It was the right place, wrong time for referee Kendrick Nicholson on Tuesday night in Buffalo. On the scoresheet, Ryan O’Reilly’s goal for the Sabres was unassisted, but it wouldn’t have been possible without a key deflection from the official.
Toronto Maple Leafs defenseman Ron Hainsey looked to move the puck from behind his own goal line. Rather than clear the puck around the dasher, Hainsey appeared to go for a bank shot off the far boards.
In attempting to get out of the way, Nicholson found himself in the direct line of fire. The puck caught him in the leg and deflected into the faceoff circle.
O’Reilly gathered in the puck, catching the Leafs off guard, and fired the puck past goaltender Frederik Andersen.
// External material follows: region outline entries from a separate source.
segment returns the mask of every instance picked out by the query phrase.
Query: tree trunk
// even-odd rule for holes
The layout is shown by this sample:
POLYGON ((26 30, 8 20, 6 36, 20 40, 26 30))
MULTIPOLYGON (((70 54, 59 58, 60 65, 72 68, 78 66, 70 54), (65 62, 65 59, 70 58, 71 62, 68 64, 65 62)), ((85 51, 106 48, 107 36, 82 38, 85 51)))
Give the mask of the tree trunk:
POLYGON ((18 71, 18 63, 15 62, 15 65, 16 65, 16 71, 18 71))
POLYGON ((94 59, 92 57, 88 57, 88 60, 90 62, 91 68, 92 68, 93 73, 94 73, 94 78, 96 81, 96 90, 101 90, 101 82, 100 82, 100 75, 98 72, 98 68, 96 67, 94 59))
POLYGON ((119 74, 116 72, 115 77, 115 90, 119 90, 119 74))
Rule 85 reminds us that officials are in play, for the most part.
Play shall not be stopped if the puck touches an official anywhere on the rink, regardless of whether a team is shorthanded or not.
If a goal is scored as a result of being deflected directly into the net off an official, the goal shall not be allowed.
“The puck went in our net,” said Maple Leafs head coach Mike Babcock. “I thought, to tell you truth, I don’t know what we were down to start, but it looked to me like we had the puck and we were controlling the play. When they fired it on the net, it hit something and it went in our net. We couldn’t keep it out of our net. In the end, we end up chasing the game. They played hard and we didn’t get enough done.”
It was an unfortunate bounce for the Leafs and an uncredited assist for the referee.
Nicholson’s lucky, though, at least the puck didn’t catch him in the face.